As of late September, many publishers and site owners have been facing a big problem with their indexing. They discovered that all of a sudden, their homepages had dropped out of the Google Index for no identifiable reason.
Imagine the panic…your entire organic traffic drops to zero overnight. This has fueled chaos and unrest in the SEO community, since no one was expecting it or could find an answer as to the cause.
Moreover, it took several weeks for Google to issue a public statement on the problem. Their official explanation was that the indexing problem was caused by two unavoidable bugs.
1. Mobile Indexing Bug:
This affects homepages and even new web pages, preventing them from being indexed at all.
This is a duplicate content issue.
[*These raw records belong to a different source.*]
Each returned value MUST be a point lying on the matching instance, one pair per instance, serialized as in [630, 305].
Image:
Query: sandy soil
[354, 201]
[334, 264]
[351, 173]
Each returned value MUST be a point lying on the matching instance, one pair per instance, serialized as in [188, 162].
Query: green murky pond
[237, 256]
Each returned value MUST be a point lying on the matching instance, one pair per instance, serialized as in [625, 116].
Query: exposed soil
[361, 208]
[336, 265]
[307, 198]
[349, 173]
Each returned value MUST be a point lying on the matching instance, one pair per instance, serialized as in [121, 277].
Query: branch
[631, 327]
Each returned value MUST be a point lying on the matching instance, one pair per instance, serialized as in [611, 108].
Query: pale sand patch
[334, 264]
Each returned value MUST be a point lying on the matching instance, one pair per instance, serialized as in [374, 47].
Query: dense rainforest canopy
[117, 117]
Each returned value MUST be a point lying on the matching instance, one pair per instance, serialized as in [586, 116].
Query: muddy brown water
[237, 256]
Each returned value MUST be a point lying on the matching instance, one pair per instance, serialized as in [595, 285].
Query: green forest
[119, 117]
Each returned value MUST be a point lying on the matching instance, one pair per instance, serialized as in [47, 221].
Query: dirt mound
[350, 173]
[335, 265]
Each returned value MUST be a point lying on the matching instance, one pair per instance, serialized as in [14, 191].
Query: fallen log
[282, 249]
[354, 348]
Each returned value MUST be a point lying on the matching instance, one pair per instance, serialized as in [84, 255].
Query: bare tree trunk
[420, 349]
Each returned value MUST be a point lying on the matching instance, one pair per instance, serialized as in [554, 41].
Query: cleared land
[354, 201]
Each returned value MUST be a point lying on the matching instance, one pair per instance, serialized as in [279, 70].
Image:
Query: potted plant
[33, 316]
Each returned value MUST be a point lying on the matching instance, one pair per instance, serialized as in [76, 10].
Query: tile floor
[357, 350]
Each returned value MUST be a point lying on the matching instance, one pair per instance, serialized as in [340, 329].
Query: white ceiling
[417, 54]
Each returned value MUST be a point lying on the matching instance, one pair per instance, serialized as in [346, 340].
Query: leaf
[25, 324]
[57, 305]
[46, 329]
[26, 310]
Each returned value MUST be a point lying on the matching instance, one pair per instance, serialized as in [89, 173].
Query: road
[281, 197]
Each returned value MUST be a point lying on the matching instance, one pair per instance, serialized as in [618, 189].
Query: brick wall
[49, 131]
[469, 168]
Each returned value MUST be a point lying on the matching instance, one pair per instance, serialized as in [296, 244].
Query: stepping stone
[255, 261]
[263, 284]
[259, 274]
For example, if a content creator publishes new material and then some scraper duplicates that content. Due to this bug, Google would index the duplicated work instead of the original. Think about this for a minute; say you’re searching for a Gucci jacket and Google only shows you only fakes and replicas. Inconvenient, huh?
A few days ago, Google announced that the mobile indexing issue had finally been repaired, with 99% of effected URLs restored. However, they’re still working on the canonicalization bug, with only 55% of impacted URLs being repaired so far.
Here’s the official statement from Google SearchLiaison:
“Update: the mobile indexing was effectively resolved yesterday, with about 99% of the URLs restored. Work on the canonical issue continues, with about 55% of impacted URLs restored.”
In any case, we believe it’ll take Google at least a couple of weeks to fully fix this bug, which is causing massive disruptions to a lot of publishers.
Our tip for today: if your web pages have been affected by these bugs, we highly discourage you from making any sudden or radical changes to your SEO strategy. These are likely to hurt your performance in the long term. Go ahead and plan new strategies, but refrain from implementing them until the bugs have been resolved.
These issues are internal to Google and should be fixed very soon, so sit tight, and let the chips fall where they may.